# My journey continues...Sage Oracle



## itn (Jul 6, 2008)

So having a whirlwind last 48 hours whereby I sold my Compak K6 grinder via gumtree and I dropped off my modded Gaggia Classic to a fellow member on route to collect my new machine: a Sage Oracle. Total investment in new machine £60. Bargain.

It was in very good condition, apart from a bit of scuffs from general use. A good clean and a black sharpie to sort edges out.

The plan is to stick to it as is and get used to it, and maybe get the wife confident in using it also.

I cant be more pleased as i can venture into a dual boiler set up, and a auto steam wand.

Kindest

Mohammad


----------



## NickR (Jul 1, 2011)

£60!!! That has to be the most cost effective upgrade, ever.


----------



## itn (Jul 6, 2008)

NickR said:


> £60!!! That has to be the most cost effective upgrade, ever.
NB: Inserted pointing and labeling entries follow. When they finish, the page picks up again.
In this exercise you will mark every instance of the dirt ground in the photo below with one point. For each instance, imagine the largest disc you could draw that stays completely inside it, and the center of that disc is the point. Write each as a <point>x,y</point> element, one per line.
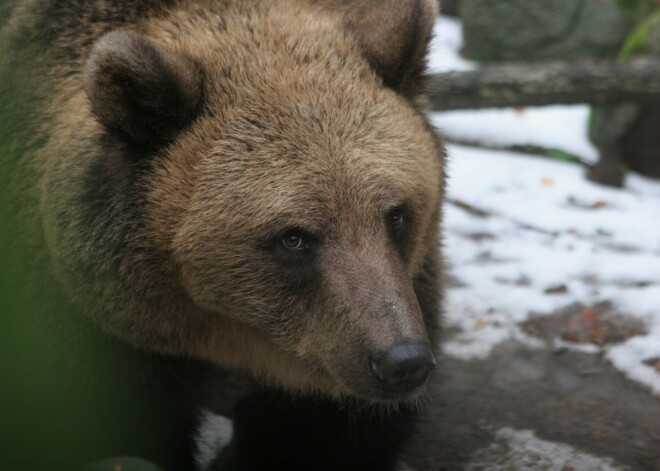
<point>563,397</point>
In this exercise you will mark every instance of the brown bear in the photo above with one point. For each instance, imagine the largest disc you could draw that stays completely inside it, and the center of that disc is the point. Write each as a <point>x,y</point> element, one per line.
<point>236,185</point>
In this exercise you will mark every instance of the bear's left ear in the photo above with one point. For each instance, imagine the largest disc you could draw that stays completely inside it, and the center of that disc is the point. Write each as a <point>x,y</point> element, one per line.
<point>394,36</point>
<point>142,92</point>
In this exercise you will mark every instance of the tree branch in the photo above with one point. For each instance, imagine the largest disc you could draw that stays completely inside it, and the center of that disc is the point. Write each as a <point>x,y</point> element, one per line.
<point>598,83</point>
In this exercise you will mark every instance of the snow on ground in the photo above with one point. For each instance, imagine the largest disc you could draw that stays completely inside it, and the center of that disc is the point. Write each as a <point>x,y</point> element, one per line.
<point>542,225</point>
<point>521,450</point>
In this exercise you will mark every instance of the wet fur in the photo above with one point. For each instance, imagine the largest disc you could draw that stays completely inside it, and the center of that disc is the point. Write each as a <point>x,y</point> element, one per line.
<point>123,209</point>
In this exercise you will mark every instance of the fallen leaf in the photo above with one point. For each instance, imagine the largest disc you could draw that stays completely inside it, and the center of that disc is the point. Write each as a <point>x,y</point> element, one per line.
<point>557,289</point>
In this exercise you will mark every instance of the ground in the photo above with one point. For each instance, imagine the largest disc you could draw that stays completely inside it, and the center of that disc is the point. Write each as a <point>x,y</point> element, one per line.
<point>552,355</point>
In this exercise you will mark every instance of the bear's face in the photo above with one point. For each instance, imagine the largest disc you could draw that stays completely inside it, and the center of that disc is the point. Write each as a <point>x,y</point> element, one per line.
<point>311,224</point>
<point>293,193</point>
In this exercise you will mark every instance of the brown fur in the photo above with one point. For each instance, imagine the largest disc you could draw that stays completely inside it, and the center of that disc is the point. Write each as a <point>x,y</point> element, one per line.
<point>311,124</point>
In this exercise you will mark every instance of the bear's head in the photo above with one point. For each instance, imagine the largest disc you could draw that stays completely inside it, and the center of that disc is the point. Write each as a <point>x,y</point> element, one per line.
<point>264,191</point>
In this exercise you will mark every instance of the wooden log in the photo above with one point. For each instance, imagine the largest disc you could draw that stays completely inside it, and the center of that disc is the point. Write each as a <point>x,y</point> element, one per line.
<point>593,82</point>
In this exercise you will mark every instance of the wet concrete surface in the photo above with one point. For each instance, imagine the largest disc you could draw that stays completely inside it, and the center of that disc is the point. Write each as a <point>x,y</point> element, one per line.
<point>564,397</point>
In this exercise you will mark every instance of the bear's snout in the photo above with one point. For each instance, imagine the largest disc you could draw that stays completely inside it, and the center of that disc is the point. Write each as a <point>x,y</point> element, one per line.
<point>404,366</point>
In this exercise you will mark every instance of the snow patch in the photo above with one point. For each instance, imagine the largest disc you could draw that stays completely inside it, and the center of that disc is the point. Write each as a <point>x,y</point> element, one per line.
<point>213,435</point>
<point>521,450</point>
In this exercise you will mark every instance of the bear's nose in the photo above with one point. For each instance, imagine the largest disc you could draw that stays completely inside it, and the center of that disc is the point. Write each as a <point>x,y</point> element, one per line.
<point>404,366</point>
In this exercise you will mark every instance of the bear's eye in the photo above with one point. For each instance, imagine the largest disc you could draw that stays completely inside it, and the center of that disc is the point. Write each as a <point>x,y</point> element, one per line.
<point>396,220</point>
<point>294,240</point>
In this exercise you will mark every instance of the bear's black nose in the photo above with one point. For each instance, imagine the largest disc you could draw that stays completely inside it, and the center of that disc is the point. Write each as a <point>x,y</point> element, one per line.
<point>404,366</point>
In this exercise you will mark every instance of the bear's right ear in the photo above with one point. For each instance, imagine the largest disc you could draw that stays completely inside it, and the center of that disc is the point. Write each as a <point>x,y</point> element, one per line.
<point>140,91</point>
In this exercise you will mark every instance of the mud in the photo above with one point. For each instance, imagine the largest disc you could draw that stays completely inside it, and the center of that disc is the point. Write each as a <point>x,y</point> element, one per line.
<point>564,397</point>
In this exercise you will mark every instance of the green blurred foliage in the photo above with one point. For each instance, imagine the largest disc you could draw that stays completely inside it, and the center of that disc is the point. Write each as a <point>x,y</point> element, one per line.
<point>639,40</point>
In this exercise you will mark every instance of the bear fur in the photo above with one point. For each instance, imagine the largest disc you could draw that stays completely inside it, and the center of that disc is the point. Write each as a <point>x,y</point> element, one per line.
<point>232,186</point>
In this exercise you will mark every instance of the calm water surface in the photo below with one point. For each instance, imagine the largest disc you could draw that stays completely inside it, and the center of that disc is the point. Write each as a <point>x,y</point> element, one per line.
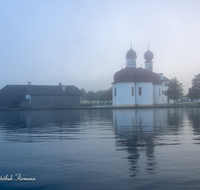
<point>101,149</point>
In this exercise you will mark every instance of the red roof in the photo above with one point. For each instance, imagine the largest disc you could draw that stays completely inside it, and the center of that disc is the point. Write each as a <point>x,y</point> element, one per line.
<point>132,74</point>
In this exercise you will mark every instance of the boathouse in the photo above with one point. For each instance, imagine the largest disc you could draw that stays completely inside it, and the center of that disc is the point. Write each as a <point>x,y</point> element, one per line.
<point>39,96</point>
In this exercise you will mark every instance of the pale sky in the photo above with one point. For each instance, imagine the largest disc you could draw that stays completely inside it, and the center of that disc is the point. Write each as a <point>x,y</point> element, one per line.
<point>84,42</point>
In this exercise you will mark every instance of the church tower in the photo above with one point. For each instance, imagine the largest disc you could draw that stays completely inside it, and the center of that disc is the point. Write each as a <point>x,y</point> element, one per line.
<point>131,58</point>
<point>148,57</point>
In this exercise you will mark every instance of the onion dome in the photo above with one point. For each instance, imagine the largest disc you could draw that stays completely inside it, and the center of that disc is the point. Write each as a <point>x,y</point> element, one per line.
<point>131,54</point>
<point>148,56</point>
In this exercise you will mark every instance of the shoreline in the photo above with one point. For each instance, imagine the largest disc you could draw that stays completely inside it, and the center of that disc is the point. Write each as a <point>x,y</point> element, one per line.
<point>105,107</point>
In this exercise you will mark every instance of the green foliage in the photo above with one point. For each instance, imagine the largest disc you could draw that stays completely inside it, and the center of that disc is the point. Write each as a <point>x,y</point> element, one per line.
<point>194,91</point>
<point>175,90</point>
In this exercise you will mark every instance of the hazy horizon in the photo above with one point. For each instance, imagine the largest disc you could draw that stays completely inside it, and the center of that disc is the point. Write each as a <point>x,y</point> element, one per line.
<point>84,42</point>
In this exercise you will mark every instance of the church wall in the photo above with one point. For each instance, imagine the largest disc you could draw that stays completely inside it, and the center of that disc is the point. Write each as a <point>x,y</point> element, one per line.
<point>160,97</point>
<point>123,95</point>
<point>146,98</point>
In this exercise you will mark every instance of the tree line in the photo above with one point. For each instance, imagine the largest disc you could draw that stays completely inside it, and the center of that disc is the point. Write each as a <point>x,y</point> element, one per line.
<point>175,90</point>
<point>100,95</point>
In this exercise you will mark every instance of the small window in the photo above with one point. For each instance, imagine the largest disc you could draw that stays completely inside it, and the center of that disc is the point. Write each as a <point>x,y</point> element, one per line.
<point>140,91</point>
<point>132,91</point>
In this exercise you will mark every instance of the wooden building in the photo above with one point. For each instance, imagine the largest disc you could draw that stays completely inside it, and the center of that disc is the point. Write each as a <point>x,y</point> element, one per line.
<point>39,96</point>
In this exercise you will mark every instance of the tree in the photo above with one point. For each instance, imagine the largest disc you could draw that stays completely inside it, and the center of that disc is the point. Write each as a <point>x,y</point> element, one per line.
<point>194,91</point>
<point>175,90</point>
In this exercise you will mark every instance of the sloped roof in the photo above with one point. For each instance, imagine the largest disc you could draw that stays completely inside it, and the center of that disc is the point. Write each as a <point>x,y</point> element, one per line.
<point>17,92</point>
<point>132,74</point>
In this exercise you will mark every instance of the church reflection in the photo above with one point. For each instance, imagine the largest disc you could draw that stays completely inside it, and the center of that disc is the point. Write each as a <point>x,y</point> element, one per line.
<point>136,131</point>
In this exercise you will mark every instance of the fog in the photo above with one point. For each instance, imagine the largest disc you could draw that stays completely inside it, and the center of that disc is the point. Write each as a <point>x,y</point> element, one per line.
<point>84,42</point>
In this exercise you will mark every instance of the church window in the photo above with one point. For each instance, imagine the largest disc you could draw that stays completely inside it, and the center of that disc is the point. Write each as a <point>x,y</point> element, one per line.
<point>132,91</point>
<point>140,91</point>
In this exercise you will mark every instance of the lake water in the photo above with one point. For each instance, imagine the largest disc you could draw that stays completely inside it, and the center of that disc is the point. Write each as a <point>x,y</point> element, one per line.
<point>119,149</point>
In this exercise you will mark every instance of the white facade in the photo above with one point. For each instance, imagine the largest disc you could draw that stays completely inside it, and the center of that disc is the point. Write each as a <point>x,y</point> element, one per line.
<point>137,86</point>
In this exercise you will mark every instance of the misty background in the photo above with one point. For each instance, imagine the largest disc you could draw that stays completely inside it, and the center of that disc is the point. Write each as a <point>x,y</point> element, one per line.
<point>84,42</point>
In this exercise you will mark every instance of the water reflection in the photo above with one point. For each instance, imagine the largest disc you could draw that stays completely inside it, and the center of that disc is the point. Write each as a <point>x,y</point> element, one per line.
<point>41,125</point>
<point>138,131</point>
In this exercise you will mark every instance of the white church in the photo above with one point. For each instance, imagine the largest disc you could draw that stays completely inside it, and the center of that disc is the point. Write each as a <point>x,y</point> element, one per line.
<point>138,86</point>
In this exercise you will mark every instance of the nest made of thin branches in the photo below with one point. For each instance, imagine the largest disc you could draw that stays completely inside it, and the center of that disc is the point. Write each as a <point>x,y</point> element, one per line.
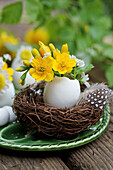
<point>52,121</point>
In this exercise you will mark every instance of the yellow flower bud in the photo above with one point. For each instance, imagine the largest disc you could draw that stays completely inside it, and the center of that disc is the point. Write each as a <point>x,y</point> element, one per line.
<point>41,43</point>
<point>52,47</point>
<point>20,81</point>
<point>26,63</point>
<point>35,52</point>
<point>64,48</point>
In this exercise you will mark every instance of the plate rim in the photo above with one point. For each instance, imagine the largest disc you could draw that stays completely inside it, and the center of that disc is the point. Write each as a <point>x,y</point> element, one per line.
<point>54,147</point>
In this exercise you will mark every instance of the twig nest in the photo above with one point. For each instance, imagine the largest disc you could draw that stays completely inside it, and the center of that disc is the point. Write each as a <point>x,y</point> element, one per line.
<point>62,92</point>
<point>7,97</point>
<point>12,117</point>
<point>45,119</point>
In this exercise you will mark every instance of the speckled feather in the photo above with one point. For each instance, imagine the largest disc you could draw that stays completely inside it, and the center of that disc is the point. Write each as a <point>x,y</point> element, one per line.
<point>97,95</point>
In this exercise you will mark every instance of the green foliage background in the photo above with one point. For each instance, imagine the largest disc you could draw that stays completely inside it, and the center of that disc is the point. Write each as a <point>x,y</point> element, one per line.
<point>80,23</point>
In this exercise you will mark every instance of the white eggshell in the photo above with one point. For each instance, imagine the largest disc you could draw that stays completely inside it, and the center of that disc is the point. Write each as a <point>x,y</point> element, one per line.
<point>62,92</point>
<point>16,76</point>
<point>8,96</point>
<point>4,117</point>
<point>12,117</point>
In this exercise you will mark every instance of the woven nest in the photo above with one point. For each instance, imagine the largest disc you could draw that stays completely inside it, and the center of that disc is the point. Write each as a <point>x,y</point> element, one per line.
<point>52,121</point>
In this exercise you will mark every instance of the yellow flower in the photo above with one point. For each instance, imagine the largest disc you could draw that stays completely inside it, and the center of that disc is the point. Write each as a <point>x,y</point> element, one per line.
<point>26,55</point>
<point>64,48</point>
<point>42,69</point>
<point>35,52</point>
<point>7,38</point>
<point>63,64</point>
<point>2,81</point>
<point>20,81</point>
<point>34,36</point>
<point>44,50</point>
<point>9,71</point>
<point>52,47</point>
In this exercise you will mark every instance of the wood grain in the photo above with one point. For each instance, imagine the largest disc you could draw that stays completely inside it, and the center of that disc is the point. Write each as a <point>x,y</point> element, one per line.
<point>18,160</point>
<point>95,155</point>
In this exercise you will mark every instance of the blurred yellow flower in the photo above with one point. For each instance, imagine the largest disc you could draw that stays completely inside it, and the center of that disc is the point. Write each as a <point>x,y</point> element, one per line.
<point>27,63</point>
<point>42,69</point>
<point>35,52</point>
<point>2,81</point>
<point>44,50</point>
<point>63,64</point>
<point>34,36</point>
<point>7,38</point>
<point>64,48</point>
<point>10,71</point>
<point>26,54</point>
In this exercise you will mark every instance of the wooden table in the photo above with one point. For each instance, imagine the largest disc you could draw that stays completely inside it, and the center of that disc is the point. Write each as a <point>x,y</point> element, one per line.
<point>95,155</point>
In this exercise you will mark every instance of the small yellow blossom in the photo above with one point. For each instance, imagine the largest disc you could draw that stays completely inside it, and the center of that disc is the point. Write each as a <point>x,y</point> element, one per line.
<point>35,52</point>
<point>44,50</point>
<point>2,81</point>
<point>64,48</point>
<point>63,64</point>
<point>26,63</point>
<point>52,47</point>
<point>20,81</point>
<point>34,36</point>
<point>26,55</point>
<point>10,71</point>
<point>42,69</point>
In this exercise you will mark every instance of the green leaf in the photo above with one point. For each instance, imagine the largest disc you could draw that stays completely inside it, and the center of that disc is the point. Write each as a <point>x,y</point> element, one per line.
<point>11,14</point>
<point>33,9</point>
<point>108,53</point>
<point>109,75</point>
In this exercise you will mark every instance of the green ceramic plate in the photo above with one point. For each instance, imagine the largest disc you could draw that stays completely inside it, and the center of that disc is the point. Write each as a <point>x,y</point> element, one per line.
<point>13,137</point>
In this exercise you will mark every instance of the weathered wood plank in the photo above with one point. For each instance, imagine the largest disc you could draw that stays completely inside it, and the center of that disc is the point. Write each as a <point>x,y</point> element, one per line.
<point>18,160</point>
<point>95,155</point>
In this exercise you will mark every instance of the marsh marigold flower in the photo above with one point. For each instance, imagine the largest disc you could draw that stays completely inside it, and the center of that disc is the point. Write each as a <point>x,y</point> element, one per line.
<point>42,69</point>
<point>44,50</point>
<point>63,64</point>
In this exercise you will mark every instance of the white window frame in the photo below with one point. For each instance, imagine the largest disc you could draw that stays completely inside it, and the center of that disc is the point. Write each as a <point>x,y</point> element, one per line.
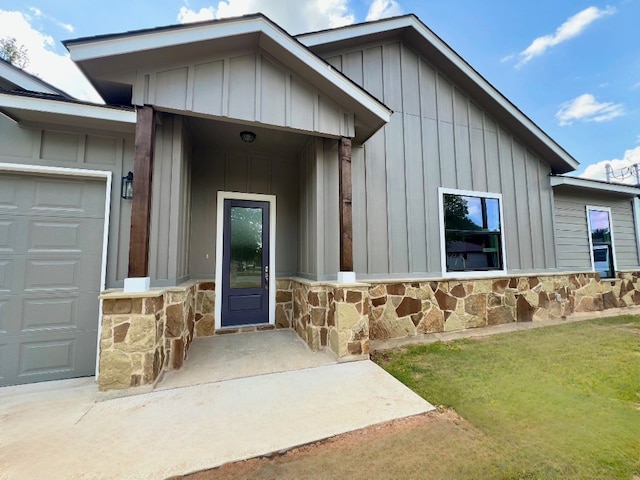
<point>443,248</point>
<point>222,196</point>
<point>590,208</point>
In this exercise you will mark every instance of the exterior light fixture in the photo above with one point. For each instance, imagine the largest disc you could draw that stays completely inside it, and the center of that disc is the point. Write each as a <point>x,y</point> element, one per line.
<point>126,188</point>
<point>247,136</point>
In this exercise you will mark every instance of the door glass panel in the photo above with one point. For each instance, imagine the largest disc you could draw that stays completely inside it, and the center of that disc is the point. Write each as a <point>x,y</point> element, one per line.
<point>246,247</point>
<point>601,242</point>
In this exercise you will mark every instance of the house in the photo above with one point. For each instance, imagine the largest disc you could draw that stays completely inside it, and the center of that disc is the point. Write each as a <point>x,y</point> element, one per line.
<point>353,184</point>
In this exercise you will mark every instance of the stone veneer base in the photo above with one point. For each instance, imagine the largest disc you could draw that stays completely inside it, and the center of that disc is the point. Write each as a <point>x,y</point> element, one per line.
<point>145,333</point>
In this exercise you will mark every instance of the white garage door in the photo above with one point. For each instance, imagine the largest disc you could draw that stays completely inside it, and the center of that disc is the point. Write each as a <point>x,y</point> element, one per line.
<point>51,234</point>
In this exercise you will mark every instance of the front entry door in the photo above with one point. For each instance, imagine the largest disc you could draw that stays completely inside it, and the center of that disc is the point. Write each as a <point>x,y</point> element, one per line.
<point>245,263</point>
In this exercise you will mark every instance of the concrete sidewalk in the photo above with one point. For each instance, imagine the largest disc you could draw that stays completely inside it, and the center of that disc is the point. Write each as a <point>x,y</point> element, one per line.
<point>55,430</point>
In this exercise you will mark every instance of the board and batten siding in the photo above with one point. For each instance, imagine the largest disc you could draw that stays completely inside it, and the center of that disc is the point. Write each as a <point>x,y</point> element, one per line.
<point>170,203</point>
<point>70,147</point>
<point>252,87</point>
<point>319,234</point>
<point>236,171</point>
<point>437,137</point>
<point>572,235</point>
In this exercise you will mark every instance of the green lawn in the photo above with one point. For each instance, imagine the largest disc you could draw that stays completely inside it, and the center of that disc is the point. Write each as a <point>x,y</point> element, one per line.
<point>558,402</point>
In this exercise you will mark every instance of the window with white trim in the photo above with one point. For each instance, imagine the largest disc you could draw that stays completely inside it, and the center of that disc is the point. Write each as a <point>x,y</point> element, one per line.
<point>471,231</point>
<point>601,241</point>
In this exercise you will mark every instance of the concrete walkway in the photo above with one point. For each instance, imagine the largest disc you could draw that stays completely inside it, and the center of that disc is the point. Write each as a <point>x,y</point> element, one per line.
<point>56,430</point>
<point>390,344</point>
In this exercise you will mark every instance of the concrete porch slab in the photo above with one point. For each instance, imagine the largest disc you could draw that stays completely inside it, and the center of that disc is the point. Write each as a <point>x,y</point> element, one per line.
<point>239,355</point>
<point>57,430</point>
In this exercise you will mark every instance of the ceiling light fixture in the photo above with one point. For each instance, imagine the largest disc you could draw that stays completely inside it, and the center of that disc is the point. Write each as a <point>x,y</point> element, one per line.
<point>247,136</point>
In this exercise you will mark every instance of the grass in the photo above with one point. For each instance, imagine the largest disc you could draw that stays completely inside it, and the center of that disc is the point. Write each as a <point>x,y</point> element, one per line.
<point>554,403</point>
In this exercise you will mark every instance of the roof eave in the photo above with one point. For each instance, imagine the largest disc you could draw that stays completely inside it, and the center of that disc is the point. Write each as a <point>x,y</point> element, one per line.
<point>594,185</point>
<point>27,109</point>
<point>27,81</point>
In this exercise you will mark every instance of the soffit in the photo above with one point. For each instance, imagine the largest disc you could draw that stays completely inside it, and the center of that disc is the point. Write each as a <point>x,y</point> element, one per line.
<point>588,186</point>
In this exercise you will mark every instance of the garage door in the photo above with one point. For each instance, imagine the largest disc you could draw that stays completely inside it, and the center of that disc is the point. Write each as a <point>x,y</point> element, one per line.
<point>50,264</point>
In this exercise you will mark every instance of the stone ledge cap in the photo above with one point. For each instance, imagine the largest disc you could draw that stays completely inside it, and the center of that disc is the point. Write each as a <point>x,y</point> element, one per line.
<point>118,293</point>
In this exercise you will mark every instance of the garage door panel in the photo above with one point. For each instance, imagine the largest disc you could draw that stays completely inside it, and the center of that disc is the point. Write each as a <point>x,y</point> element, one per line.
<point>50,274</point>
<point>26,314</point>
<point>67,198</point>
<point>6,366</point>
<point>51,236</point>
<point>7,267</point>
<point>8,235</point>
<point>55,356</point>
<point>49,313</point>
<point>60,235</point>
<point>8,194</point>
<point>8,311</point>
I agree, all happened within 48 hours, sold grinder via gumtree, then sold my gaggia on here, delivered gaggia and collected the oracle in one journey to amd from.. crazy saturday it was.


----------



## adamr100 (Apr 30, 2012)

Great machine for £60. That's unreal.

The automagical milk function looks really interesting. I've had a play with one before but I'd love to hear your thoughts/results.


----------



## itn (Jul 6, 2008)

adamr100 said:


> Great machine for £60. That's unreal.
> 
> The automagical milk function looks really interesting. I've had a play with one before but I'd love to hear your thoughts/results.


Cost 375 but topped up 60 on top of what i got for my gaggia and grinder.

So far the auto frother is a revelation. Ive mainly ysed almond milk and used full fat milk also. Does what it says on the tin, silky textured milk.

I can see why the machine is priced what it is new, alot if functions. Yes the grinder is the weak point but im no expert and does the job for me.

Mo


----------



## Tlong (Apr 1, 2019)

How have you been getting on with it so far? Really interested in picking one up if ever possible


----------



## itn (Jul 6, 2008)

Tlong said:


> How have you been getting on with it so far? Really interested in picking one up if ever possible


Hi,

Loving it so far.

Ive messed up @ronsil settings somehow so had a slight issue with the auto tamping.

Resolved as I reset the machine, and changed one of the tamping parameters.

You must bear in mind you cannot amend the dose, unless you start messing with the internals which at this stage i dont want to do.

My dose was 24g, but after resetting its down to 22g.

Steam wand is awesome and literally leave it to itself to do its thing.

Mo


----------